Imagine receiving an email from the CEO of your company with an urgent message to wire $30,000 to an unfamiliar bank account. The message explains that this is a private matter and time sensitive, so it must be carried out quickly as a matter of important business.
It is far too often that people find themselves in this situation and fail to recognize that this may be an attempted social engineering event. This could have been prevented by picking up the phone and calling the CEO to verify that this is a legitimate request.
What Is Social Engineering?
Social engineering is not a new phenomenon. For many decades, people have been taking advantage of human emotion and weaknesses to exploit them for personal gain. This old trick found far more reaching gain with the creation of computers and email. It is now the most frequent carrier of cybercrime on the planet and the cause for hundreds of millions of dollars in losses annually.
Referred to as “bad actors,” they use numerous methods for these attacks. Generally, email takeovers are the golden ticket because they give insight into how you interact with team members, how often transfers are requested and who is requesting them. These items allow the bad actor to be extremely convincing. Technology such as artificial intelligence and deepfakes are arming these bad actors to be even more successful. The good news is they can be stopped with due diligence, and cyber insurance can be a backstop as well.
Two Protocols for Safeguarding Your Company
Prevention is key with social engineering. A key security control is to enforce multifactor authentication on all email accounts, personal and business, which can help thwart attacks that originate within your network. Not all attacks occur within the victim’s network, so this would only stop a small percentage of attempts.
Next, it’s important to have good wire transfer protocols in place. If you have strict guidance to follow, it can prevent employees from wiring funds based on emotion and, rather, force them to follow a set of strategic guidelines. These protocols might include:
- Limiting the number of employees who have authority to write funds
- Requiring additional, high-level oversight for all wire transfers
- Requiring separate phone confirmation of all payment or funds transfer from the vendor, customer, client, CEO, etc.
Stay Vigilant
Unfortunately, social engineering is one attack strategy that is here to stay. Humans are packed with different emotions and weaknesses, and that will always be the case. We refer to this as the human element of security, and it remains the weakest link to staying protected. This is why you must stay vigilant, follow protocol and never trust an email.
Despite best efforts to remain vigilant, these attacks often succeed. Acting as the perfect backstop, cyber liability insurance policies were created for these situations. These policies have existed well over a decade with constantly evolving coverages intended to keep up with new threats, phishing being one of the countless ways an attack can occur.
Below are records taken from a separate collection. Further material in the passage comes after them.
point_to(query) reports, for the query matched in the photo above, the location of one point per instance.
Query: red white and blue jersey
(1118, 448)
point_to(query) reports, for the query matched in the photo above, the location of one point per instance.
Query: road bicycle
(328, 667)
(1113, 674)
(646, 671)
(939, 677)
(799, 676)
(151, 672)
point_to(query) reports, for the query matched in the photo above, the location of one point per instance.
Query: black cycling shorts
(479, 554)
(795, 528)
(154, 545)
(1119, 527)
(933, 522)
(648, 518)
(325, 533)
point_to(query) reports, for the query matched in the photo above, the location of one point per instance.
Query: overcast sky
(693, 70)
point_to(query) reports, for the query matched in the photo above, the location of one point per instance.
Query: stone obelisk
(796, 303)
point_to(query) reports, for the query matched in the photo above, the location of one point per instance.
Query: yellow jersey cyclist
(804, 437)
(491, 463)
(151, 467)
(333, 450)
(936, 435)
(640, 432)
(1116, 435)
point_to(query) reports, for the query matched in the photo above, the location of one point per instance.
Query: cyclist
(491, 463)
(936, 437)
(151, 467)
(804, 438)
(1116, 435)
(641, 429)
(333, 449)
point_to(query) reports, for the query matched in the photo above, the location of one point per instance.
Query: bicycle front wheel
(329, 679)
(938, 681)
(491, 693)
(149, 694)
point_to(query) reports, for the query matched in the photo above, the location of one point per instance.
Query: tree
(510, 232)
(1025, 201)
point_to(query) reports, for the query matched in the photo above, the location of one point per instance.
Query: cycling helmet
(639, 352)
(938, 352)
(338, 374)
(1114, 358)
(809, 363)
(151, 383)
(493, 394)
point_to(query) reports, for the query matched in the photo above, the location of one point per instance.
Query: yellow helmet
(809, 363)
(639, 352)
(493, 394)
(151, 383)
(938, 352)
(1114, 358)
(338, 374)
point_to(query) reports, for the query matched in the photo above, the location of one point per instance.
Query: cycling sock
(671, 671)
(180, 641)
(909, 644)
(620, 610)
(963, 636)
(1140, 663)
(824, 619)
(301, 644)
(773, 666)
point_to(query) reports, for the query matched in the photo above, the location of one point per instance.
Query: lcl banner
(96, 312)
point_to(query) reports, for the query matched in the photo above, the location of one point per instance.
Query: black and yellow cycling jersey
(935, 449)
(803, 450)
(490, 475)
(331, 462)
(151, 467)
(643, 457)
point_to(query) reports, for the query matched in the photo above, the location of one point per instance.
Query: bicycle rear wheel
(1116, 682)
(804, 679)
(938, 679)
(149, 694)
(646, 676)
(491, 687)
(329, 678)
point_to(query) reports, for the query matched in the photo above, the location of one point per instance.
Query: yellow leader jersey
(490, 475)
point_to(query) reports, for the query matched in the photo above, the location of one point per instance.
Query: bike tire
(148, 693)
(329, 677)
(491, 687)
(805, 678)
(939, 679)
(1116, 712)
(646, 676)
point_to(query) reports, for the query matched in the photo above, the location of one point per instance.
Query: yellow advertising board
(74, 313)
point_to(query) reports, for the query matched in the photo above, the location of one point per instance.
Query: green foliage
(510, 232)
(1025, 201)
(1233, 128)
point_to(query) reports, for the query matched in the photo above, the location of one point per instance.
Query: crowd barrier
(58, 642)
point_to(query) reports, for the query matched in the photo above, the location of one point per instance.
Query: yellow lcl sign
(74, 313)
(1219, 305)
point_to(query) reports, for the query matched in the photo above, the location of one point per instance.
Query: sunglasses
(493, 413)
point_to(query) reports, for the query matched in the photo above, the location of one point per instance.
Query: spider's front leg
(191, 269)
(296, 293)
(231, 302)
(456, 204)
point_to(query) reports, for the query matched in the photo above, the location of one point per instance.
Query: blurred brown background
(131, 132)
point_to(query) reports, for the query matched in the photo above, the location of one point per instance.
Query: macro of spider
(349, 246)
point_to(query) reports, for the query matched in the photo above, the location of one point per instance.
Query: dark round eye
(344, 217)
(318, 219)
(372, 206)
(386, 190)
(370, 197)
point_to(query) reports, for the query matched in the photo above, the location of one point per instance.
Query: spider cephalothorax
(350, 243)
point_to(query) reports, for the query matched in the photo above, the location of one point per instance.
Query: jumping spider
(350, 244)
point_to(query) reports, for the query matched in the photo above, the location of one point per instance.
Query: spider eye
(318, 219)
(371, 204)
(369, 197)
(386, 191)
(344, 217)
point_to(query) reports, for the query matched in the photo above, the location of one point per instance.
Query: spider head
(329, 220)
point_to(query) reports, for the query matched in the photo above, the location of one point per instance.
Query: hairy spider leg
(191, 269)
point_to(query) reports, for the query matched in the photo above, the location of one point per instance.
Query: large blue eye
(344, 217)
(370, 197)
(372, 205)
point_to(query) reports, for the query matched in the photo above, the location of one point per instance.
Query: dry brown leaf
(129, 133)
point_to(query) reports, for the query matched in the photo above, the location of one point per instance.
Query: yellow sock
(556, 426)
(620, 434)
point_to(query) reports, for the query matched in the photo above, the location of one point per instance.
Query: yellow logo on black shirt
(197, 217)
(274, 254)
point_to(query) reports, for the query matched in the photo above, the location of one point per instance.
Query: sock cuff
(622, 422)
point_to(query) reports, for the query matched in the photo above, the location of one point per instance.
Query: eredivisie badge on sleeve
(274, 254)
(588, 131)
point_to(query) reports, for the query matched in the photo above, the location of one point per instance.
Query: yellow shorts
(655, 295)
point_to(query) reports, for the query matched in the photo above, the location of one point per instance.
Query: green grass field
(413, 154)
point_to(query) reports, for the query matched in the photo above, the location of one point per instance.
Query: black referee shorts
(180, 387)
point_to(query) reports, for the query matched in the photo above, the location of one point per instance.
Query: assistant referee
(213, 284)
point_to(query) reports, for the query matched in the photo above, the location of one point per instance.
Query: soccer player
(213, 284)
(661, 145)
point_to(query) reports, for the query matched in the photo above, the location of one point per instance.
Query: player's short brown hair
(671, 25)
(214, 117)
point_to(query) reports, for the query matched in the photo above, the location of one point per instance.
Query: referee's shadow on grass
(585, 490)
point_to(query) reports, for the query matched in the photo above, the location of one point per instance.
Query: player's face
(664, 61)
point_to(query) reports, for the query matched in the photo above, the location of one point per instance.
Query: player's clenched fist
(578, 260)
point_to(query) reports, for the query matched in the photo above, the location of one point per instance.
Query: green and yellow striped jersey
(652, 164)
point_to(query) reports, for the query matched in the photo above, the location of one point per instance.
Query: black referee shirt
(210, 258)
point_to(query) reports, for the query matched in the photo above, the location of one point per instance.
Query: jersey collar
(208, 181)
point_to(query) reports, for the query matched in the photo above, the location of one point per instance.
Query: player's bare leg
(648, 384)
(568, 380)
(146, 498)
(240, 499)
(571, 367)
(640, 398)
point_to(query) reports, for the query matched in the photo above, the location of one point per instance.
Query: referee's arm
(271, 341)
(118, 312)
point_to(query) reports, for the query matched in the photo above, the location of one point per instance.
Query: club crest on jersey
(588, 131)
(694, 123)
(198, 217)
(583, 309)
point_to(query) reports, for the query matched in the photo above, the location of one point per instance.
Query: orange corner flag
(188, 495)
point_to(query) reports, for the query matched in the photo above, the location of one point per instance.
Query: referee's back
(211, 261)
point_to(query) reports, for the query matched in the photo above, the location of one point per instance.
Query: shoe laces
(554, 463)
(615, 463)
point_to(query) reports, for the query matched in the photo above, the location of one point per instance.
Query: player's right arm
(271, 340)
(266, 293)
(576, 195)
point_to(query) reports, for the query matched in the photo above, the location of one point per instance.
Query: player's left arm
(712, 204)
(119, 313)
As an insurance professional, it’s important to discuss these policies with clients so they are aware of the protection offered against phishing events.
Failure to discuss this coverage with a client could actually lead to liability when an attack does occur. As an insurance professional, it’s important to protect clients to the best of your ability, at the same time as you protect yourself. Liabilities from incorrect placement or lack of coverage can be a threat, financially and reputationally, to your organization. To help protect from these situations, it is important to have a coverage checklist, including cyber liability as an offering, and a documented sign-off protocol when a client decides not to purchase the coverage.